Я неопределенно пожала плечами. Портрет? Что нового я там увижу? Да и зачем все это, чтобы горожане потом громче смеялись надо мной?
- Если я скажу, что нет, ты все равно от него не откажешься, - вздохнула я. – Так что проще уступить.
- Верно, - согласился Берт, вставая за мольбертом и открывая свой ящик. – Я никогда не писал портретов и хочу попробовать с такой очаровательной натурщицей. Кстати… чтобы нам не мешали.
Он плавно провел ладонью по воздуху, и я почувствовала легкий укол в грудь. С призрачным шелестом опустился серебристый занавес, отрезая дом и садик от любопытных, которые уже начинали собираться возле забора.
- Теперь нас никто не увидит и не услышит. Пей чай, а я буду рисовать. Любишь зефир?
- Люблю, - ответила я. Чай как-то сразу утратил вкус. – Кто ж его не любит?
- Вот и замечательно, Поль сейчас принесет коробку, - взгляд Берта сделался таким цепким, словно он хотел заглянуть мне под кожу. Я невольно поежилась и спросила:
- А разве тебе не надо побольше света?
Мне хотелось, чтобы он ушел. Не надо никаких дурацких портретов, ничего не надо – я понимала, что влюбляюсь, и хотела все остановить. Пусть мы будем просто коллегами на отборе невест – так будет легче для нас обоих.
И мне хотелось, чтобы он остался.
- Мы, драконы, видим немного иначе, чем люди, - пояснил Берт, вооружившись толстым карандашом и делая наброски. Мне казалось, что по холсту бегут искры. – Я могу рисовать тебя хоть впотьмах.
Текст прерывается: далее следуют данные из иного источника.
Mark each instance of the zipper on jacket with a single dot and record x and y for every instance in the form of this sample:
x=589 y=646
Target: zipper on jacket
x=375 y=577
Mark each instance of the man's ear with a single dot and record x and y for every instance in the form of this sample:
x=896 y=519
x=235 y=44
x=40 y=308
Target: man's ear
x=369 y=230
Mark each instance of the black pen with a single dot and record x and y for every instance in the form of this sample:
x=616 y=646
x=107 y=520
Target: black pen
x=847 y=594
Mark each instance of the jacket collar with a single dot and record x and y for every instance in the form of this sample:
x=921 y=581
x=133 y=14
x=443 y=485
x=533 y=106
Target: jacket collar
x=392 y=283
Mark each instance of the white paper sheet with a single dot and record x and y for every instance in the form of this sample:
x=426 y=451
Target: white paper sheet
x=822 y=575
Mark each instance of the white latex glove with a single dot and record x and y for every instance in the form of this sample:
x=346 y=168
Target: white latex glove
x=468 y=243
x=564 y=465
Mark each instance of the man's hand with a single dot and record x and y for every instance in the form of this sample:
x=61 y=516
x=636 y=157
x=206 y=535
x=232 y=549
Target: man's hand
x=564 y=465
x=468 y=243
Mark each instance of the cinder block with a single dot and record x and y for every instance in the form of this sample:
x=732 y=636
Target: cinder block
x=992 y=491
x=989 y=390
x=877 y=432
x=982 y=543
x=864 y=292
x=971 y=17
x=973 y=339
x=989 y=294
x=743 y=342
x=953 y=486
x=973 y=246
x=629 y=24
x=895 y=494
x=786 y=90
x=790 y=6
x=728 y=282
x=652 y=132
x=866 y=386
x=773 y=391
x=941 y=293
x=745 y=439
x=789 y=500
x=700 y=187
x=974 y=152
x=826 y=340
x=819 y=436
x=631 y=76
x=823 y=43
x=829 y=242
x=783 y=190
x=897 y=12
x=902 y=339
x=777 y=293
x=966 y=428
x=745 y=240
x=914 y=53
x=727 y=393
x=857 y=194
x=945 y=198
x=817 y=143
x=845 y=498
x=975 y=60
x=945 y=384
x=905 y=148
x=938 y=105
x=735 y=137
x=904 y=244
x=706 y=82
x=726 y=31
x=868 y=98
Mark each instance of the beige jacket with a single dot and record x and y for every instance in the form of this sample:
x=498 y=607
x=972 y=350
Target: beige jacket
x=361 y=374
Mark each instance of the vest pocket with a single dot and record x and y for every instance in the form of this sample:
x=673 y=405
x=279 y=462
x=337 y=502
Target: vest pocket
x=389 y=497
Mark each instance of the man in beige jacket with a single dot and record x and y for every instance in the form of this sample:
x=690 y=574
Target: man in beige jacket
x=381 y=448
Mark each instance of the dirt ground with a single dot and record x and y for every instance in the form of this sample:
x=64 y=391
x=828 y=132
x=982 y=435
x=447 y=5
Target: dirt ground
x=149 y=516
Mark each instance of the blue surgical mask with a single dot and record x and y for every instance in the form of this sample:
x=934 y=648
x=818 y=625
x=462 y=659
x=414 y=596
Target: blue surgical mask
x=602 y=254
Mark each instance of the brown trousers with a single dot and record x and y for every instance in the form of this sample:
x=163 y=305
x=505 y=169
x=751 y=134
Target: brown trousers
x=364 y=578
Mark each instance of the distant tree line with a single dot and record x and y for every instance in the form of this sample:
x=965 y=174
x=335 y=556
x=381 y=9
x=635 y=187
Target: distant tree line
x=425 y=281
- Вот как. Что ж, рисуй, - я отпила чая и добавила: - Я уже успела убедиться, что с мужчинами иногда проще согласиться, чем объяснить, что тебе не нужно.
Берт выразительно посмотрел на меня.
- Прекрати. Ты очень красива, Лана. Мне нравится на тебя смотреть…
- И беззастенчиво врать мне в лицо, - я старалась говорить спокойно, но во мне что-то начинало закипать. Красива? Как же! Я знала, что я репка с темными волосами и глазами – и не надо меня разубеждать.
Потому что тогда будет больно. Очень больно. А я плохо переносила боль.
- Ты красива, - повторил Берт. – Можешь со мной спорить, сколько угодно, но я имею мнение и не отступлюсь от него. Поэтому чуть выпрями спину. Это будет хороший портрет.
Некоторое время мы молчали. Над садом сгущались теплые розовые сумерки. Зеваки толпились у забора, на все лады обсуждая, чем это, интересно, мы там занимаемся, что понадобилась магическая занавеска от добрых людей – но голоса долетали до меня едва заметным шумом. Горожанам было досадно: все хотели посмотреть, как друг его высочества будет писать портрет чернушки – и тут такая неудача. Прибежал слуга с коробкой арбузного зефира. Берт рисовал. Бекон опустошил свой тазик, развалился на траве и принялся смотреть в сторону Берта: еще не с видом голодающего сиротки, но уже намекая, что котиков надо гладить и кормить – от этого всем бывает счастье.
- Что потом будет с портретом? – спросила я.
- Покажу тебе, - с улыбкой ответил Берт. – Потом отправлю в столичную галерею – чтобы все смотрели и видели, как ты прекрасна.
Я вздохнула. Будь проклята мода на белобрысых сволочей.
- Потому что неважно, какой у тебя цвет волос и глаз, - продолжал Берт, взяв кисть. – Я смотрю глубже и вижу твою душу… как господин городской маг видит душу Амин, и ему нравится то, что у нее в душе.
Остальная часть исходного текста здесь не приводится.